Hypothetical questions posed to the vocational expert must set out all of the claimant's limitations and restrictions. Embrey v. Bowen, 849 F.2d 418, 422 (9th Cir. 1988). “The testimony of a vocational expert ‘is valuable only to the extent that it is supported by medical evidence.'” Magallanes, 881 F.2d at 756 (quoting Sample v. Schweiker, 694 F.2d 639, 644 (9th Cir. 1982)). If the assumptions in the hypothetical are not supported by the record, then the vocational expert's opinion that the claimant has a residual working capacity has no evidentiary value. Embrey, 849 F.2d at 422.

Brooker argues that the hypothetical the ALJ relied on to find he could perform work was deficient because it did not incorporate all of his limitations.
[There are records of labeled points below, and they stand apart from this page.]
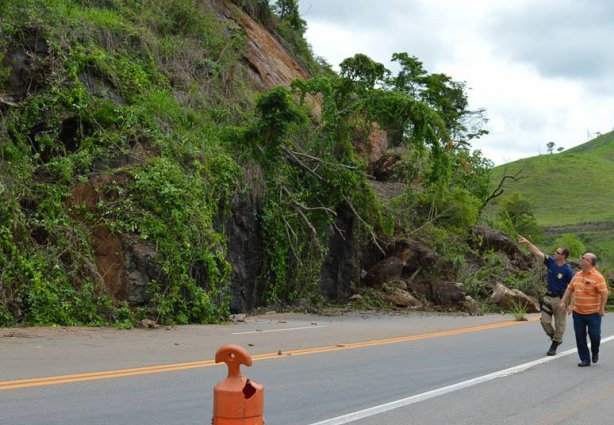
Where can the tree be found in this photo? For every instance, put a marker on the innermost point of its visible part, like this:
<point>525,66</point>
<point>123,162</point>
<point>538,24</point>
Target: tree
<point>443,94</point>
<point>288,12</point>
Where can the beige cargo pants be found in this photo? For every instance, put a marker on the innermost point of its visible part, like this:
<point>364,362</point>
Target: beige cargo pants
<point>559,314</point>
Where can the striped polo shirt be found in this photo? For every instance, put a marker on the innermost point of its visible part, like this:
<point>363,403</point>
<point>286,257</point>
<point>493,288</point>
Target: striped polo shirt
<point>587,289</point>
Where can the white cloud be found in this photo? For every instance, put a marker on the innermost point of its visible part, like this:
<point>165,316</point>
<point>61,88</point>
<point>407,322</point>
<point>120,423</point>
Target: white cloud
<point>540,68</point>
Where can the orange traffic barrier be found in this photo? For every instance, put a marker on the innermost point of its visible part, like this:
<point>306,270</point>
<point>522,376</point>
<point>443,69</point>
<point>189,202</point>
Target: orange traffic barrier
<point>237,400</point>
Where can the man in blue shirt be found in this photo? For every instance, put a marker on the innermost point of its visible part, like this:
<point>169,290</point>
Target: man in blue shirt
<point>560,274</point>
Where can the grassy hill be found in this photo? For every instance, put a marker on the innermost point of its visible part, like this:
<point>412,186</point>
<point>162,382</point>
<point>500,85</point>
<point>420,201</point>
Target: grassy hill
<point>571,192</point>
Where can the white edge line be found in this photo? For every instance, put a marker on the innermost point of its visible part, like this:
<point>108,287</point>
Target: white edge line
<point>386,407</point>
<point>280,330</point>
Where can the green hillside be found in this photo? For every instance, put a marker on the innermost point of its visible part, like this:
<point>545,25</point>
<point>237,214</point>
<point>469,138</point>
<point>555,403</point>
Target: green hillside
<point>572,187</point>
<point>570,192</point>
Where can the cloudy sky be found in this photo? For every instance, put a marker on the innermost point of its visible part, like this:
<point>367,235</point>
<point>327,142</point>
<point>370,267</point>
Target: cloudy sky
<point>542,69</point>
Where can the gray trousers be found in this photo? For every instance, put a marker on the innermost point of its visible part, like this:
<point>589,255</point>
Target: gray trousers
<point>559,314</point>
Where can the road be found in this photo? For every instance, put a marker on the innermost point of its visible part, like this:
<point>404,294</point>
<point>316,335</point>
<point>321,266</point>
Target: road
<point>360,369</point>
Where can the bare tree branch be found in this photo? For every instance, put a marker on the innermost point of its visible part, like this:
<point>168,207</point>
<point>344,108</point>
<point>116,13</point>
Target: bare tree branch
<point>499,190</point>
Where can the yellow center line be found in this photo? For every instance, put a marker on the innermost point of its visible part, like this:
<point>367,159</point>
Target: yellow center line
<point>94,376</point>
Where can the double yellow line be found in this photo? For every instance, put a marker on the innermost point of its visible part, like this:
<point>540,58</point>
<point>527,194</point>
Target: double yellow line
<point>94,376</point>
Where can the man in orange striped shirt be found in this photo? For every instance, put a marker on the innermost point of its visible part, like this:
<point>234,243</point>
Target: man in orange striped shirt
<point>590,294</point>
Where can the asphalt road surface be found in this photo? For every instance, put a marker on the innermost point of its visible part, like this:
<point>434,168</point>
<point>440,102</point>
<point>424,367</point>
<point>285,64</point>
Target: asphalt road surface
<point>359,368</point>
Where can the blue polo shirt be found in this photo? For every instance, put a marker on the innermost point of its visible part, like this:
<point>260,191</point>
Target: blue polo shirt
<point>558,276</point>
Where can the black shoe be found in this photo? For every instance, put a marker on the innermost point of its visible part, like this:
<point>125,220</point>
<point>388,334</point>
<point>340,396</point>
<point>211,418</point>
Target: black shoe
<point>553,347</point>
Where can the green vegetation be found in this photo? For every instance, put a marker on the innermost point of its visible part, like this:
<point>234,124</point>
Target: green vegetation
<point>569,193</point>
<point>135,125</point>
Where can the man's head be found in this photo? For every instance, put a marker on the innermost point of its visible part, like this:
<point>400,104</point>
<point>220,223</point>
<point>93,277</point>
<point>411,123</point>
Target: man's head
<point>562,253</point>
<point>588,261</point>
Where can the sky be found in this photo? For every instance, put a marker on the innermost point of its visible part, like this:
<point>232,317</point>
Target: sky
<point>542,69</point>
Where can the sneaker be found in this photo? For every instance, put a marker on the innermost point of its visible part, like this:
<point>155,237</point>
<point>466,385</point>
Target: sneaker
<point>553,347</point>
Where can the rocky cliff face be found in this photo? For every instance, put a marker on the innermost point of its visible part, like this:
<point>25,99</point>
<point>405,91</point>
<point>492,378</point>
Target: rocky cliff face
<point>125,266</point>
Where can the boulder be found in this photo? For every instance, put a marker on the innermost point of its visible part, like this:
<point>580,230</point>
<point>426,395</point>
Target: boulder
<point>447,293</point>
<point>388,269</point>
<point>400,298</point>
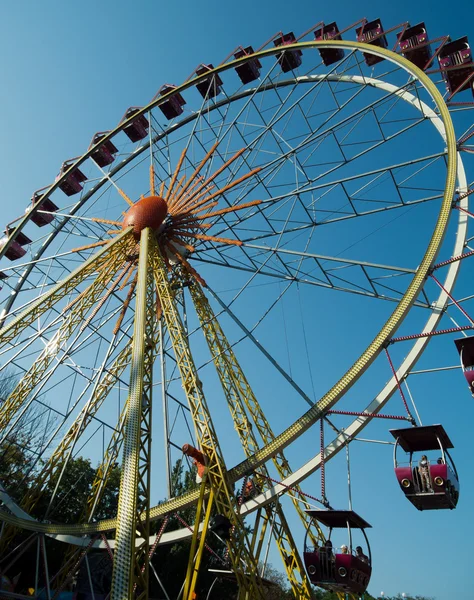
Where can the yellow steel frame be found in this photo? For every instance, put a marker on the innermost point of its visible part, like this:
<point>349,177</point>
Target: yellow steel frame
<point>72,319</point>
<point>128,518</point>
<point>130,570</point>
<point>122,244</point>
<point>79,425</point>
<point>239,550</point>
<point>239,394</point>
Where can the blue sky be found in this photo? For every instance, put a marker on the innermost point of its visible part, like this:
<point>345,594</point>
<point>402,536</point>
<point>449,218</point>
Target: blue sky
<point>71,70</point>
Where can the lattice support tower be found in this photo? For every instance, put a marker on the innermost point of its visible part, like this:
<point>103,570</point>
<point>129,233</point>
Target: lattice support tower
<point>130,570</point>
<point>243,563</point>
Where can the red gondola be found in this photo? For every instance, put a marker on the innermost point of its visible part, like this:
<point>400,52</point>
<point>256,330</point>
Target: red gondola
<point>465,348</point>
<point>455,62</point>
<point>329,32</point>
<point>347,571</point>
<point>138,128</point>
<point>428,485</point>
<point>73,183</point>
<point>372,33</point>
<point>172,107</point>
<point>250,70</point>
<point>105,153</point>
<point>414,45</point>
<point>45,204</point>
<point>16,250</point>
<point>211,86</point>
<point>290,59</point>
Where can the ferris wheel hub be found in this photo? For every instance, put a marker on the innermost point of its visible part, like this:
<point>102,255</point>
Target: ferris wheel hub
<point>147,212</point>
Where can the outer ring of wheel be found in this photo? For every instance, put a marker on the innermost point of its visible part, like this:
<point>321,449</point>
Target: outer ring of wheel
<point>367,357</point>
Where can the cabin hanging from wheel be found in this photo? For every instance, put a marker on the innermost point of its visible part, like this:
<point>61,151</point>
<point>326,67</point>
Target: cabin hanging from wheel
<point>45,205</point>
<point>465,348</point>
<point>414,45</point>
<point>105,154</point>
<point>173,106</point>
<point>344,569</point>
<point>138,128</point>
<point>74,181</point>
<point>455,62</point>
<point>250,70</point>
<point>289,59</point>
<point>329,32</point>
<point>372,33</point>
<point>429,481</point>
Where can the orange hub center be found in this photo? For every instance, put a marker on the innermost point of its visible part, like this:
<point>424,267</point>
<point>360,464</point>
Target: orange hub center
<point>147,212</point>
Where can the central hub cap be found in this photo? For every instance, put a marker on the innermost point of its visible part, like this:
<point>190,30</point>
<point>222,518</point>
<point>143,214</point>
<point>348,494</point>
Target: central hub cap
<point>147,212</point>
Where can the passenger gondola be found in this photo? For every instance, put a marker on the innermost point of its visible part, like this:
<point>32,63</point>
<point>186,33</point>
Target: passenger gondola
<point>429,483</point>
<point>346,571</point>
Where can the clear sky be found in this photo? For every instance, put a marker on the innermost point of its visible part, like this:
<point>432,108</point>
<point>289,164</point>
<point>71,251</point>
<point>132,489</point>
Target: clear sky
<point>69,70</point>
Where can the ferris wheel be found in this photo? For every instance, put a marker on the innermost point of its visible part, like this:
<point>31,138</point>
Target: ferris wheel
<point>260,253</point>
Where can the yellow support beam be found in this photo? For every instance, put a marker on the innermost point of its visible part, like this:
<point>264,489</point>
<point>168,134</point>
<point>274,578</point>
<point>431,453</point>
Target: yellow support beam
<point>242,561</point>
<point>121,244</point>
<point>130,569</point>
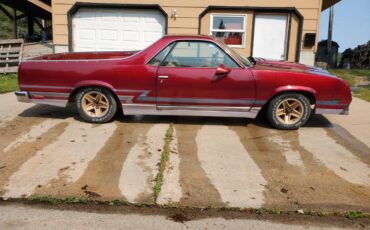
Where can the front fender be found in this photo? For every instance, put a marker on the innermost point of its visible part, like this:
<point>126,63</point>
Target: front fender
<point>295,88</point>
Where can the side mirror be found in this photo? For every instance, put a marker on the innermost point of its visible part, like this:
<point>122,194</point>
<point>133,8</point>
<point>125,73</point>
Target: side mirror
<point>222,70</point>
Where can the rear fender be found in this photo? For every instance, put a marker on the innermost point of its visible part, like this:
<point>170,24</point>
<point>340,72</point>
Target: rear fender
<point>93,83</point>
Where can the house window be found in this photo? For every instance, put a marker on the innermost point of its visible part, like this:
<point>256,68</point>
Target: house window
<point>229,28</point>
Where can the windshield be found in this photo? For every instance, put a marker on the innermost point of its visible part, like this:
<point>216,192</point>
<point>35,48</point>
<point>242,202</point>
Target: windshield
<point>235,54</point>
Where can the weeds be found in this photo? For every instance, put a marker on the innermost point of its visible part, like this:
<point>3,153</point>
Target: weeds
<point>163,162</point>
<point>353,215</point>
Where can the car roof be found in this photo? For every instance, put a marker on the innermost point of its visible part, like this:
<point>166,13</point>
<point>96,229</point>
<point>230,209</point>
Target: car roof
<point>186,37</point>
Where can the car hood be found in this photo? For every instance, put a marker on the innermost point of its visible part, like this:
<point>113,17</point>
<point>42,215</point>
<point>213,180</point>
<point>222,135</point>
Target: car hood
<point>289,66</point>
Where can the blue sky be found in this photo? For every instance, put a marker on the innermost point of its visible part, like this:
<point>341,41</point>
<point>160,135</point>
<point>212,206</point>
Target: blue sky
<point>351,23</point>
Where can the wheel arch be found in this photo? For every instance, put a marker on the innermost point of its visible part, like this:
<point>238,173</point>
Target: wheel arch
<point>78,87</point>
<point>310,94</point>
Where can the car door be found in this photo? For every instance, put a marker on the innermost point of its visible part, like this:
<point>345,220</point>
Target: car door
<point>199,74</point>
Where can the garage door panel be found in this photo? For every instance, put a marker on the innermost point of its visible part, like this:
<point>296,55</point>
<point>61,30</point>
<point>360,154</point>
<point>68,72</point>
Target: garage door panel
<point>116,29</point>
<point>87,34</point>
<point>109,34</point>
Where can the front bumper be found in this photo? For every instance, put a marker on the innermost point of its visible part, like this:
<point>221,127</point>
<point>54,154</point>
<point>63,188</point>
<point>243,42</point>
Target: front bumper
<point>23,96</point>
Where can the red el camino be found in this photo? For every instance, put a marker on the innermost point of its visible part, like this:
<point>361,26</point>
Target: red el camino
<point>182,75</point>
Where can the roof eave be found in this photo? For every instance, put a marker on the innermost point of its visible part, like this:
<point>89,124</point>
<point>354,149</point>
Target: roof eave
<point>328,3</point>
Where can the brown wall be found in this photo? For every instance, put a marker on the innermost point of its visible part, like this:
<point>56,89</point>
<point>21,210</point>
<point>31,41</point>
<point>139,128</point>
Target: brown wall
<point>188,13</point>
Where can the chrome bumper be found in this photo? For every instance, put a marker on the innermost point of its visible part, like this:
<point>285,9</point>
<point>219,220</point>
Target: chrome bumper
<point>22,96</point>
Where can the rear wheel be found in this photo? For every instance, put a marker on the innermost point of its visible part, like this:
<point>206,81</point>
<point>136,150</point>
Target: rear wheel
<point>289,111</point>
<point>96,105</point>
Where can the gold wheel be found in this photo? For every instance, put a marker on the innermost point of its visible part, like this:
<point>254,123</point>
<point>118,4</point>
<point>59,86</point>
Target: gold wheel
<point>95,104</point>
<point>290,111</point>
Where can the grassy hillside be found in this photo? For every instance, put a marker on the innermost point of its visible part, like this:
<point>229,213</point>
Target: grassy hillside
<point>6,26</point>
<point>8,83</point>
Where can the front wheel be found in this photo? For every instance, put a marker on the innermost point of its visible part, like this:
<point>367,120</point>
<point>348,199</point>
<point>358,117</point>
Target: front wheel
<point>289,111</point>
<point>96,105</point>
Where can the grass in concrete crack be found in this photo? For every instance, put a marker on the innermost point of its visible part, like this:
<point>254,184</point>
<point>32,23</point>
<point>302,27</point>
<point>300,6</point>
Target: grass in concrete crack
<point>352,215</point>
<point>162,164</point>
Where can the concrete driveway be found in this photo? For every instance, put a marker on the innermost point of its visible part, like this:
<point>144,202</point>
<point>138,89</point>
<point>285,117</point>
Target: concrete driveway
<point>213,162</point>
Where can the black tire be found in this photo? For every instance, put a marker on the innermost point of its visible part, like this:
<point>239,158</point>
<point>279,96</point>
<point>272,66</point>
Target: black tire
<point>276,103</point>
<point>109,112</point>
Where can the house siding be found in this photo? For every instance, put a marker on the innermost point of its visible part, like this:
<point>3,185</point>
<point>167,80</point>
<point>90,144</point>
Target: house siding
<point>188,12</point>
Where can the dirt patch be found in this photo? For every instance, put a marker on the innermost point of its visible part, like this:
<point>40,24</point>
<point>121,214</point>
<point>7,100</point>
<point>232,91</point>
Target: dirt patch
<point>101,177</point>
<point>11,130</point>
<point>291,218</point>
<point>197,188</point>
<point>16,157</point>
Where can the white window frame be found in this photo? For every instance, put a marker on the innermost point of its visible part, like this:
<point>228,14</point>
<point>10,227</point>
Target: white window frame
<point>244,30</point>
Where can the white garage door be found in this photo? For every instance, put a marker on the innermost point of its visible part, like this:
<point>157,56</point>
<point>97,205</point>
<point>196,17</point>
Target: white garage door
<point>270,37</point>
<point>96,29</point>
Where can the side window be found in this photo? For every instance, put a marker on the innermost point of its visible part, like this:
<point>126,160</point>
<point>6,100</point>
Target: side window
<point>198,54</point>
<point>157,60</point>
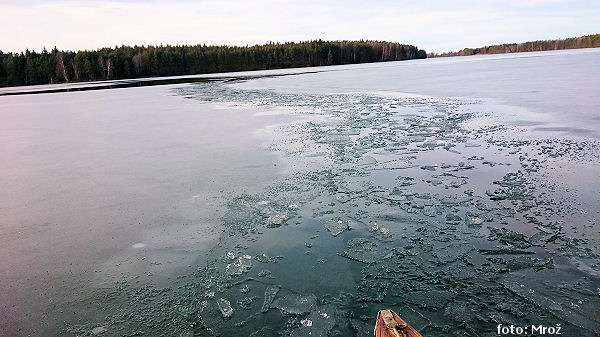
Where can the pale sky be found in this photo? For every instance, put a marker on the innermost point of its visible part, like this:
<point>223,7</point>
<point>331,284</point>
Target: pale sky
<point>435,26</point>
As discussed above, the Court has determined the ALJ erred in discrediting Brooker's subjective symptom testimony. This error may have infected the hypothetical the ALJ relied on, and in turn, the ALJ's determination that Brooker could perform work.

The Court, therefore, finds the ALJ's determination at step five is not supported by substantial evidence.
Brooker v. Kijakazi (D. Mont. 2022)

Outcome: Based on the foregoing, IT IS ORDERED that the Commissioner's decision be REVERSED and this matter be REMANDED pursuant to sentence four of 42 U.S.C. § 405(g) for further proceedings consistent with this opinion.